Tory council off message
Strange happenings on the Academies front. Bromley Council (Tory, remember) initially said they wanted a local school, Kelsey Park Sports College, to become an Academy – a decision that seemed to be welcomed at the time by local parents .
However the man in charge of schools in Bromley, Cllr Ernest Noad , now says that he will only accept an Academies Sponsor that will agree to manage the school in a 50/50 partnership deal with him and his colleagues at the Council. The idea behind Academies is that they should be autonomous, that is free from local authority control, although the former Education Secretary Ed Balls was all for more Academy partnership arrangements between local authorities and sponsors. Andy Burnham ,the shadow Education Secretary, when it comes to Academies, is more Balls than Adonis.
The Bromley approach, however, seems to rule out the Harris Federation who, on the basis of their generally sound track record in neighbouring boroughs, are the preferred choice of many local parents. Though Harris would like to sponsor Kelsey as an Academy they don’t think they can improve it if every decision needs to be taken by committee with a Council which for years seems to have been failing Kelsey Park. Kelsey Park has the appearance of a sink school confirmed it seems by a governor of Kelsey who defended the school’s failings by arguing that ‘Somebody has to teach those children that the remaining schools do not want to teach, so the borough and the other schools need Kelsey.’ Comparing results at Kelsey though with Harris schools is not that easy given that Harris Academies teach a number of vocational qualifications regarded by some parents as soft options , while Kelsey teaches GCSEs.

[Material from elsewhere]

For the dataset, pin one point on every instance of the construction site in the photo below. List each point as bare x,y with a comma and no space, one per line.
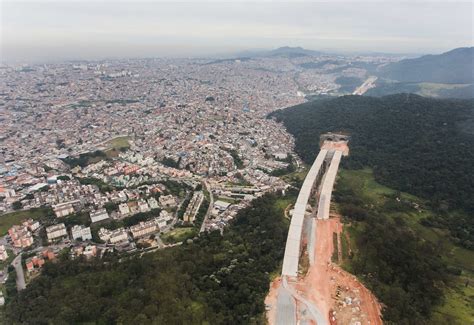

The Anti-Academies alliance is much animated by the developing proceedings and relishes the prospect of the Harris bid failing and the school remaining firmly under local authority control. Meanwhile 1,000 parents have signed a petition demanding that Kelsey becomes a proper Academy, and the Council has stepped one pace back and launched a consultation.
What does this tell us? Apart from the fact that there will be long standing local issues at work, of which we know not a lot, it also ,perhaps , tells us something we probably knew already, that some local councils, including significantly some Tory and Lib Dem controlled ones, have some reservations about the Academies and the free schools initiative. Not all Tory councillors are willing to sing from the same sheet or toe the party HQ line as the leader of Kent Council showed during the General Election, expressing his reservations about free schools. Some Councillors object for ideological reasons in that they see it as a form of privatisation. Others don’t want to see their schools taken out of their control, either because it diminishes their power base, (producer interests) while reducing their funding too, but also because of a genuine belief that if schools are removed from their control and they have less funds, many children will suffer as support services are eroded and many will fall though the safety net, currently provided by the council. They also worry that new schools will cherry pick pupils, leading to (more) sink schools
The Coalition Government, on the other hand , believes that the new Academies Act ensures that there will be no selection, that new schools and Academies will be inclusive and that the interests of the most disadvantaged will be protected, built into Academy funding agreements . They have also initiated a review of SEN policy and a pupil premium, targeting the most disadvantaged, is in the wings. Ministers also stress that this is permissive. There is no obligation for any school to become an Academy nor for anyone to set up a free school. So critics views are, in its view, little more than scaremongering. What is clear though is that the Coalition has a challenge on its hands with some of its local politicians , who are not as yet fully on board feeling that local councils are under attack, at a time , moreover,when the national leadership preaches the merits of localism.